NHS Western Isles and the Outer Hebrides Alcohol and Drug Partnership (ADP) organised a Pregnant Pause flashmob to promote Foetal Alcohol Spectrum Disorder (FASD) Awareness Day on Monday 9th September 2013 at 9.09am, for 9 minutes outside the Town Hall in Stornoway’s town centre.
Women with artificial pregnancy bumps ‘froze’ as statues for 9 minutes – representing the 9 months of pregnancy – to drive home the message that alcohol and pregnancy do not mix and raise awareness of Foetal Alcohol Spectrum Disorder which is the name given to a group of permanent conditions a person can have when they have been exposed to alcohol prenatally.
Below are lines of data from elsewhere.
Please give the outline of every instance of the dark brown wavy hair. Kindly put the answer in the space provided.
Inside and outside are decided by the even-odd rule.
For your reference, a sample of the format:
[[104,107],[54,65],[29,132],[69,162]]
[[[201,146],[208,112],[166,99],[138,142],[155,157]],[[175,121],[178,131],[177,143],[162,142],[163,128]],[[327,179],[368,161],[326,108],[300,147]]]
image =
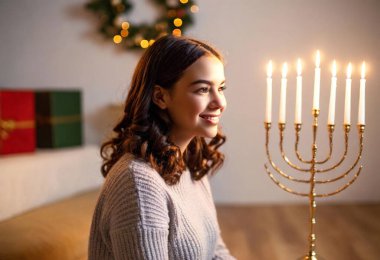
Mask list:
[[124,115],[113,129],[116,135],[103,143],[100,150],[104,177],[126,153],[149,162],[170,185],[179,181],[186,167],[193,179],[200,180],[222,165],[224,154],[218,148],[226,137],[220,130],[209,142],[194,137],[181,154],[168,137],[169,115],[152,100],[155,85],[171,89],[184,71],[204,55],[223,62],[220,53],[208,44],[172,35],[159,38],[145,51],[133,74]]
Chief Inspector Gordon MacLeod, Chair of the Outer Hebrides Alcohol and Drug Partnership, said: “The Pregnant Pause event is asking women to take a ‘pause’ in alcohol consumption from conception to delivery to guarantee no alcohol related harm to their baby. Children affected by FASD tend to grow less well, may have physical disabilities and display a variety of learning difficulties and behavioural problems due to damage to the brain and nervous system. Foetal Alcohol Spectrum Disorder is preventable. If women do not drink alcohol during pregnancy their child will not be affected by FASD.”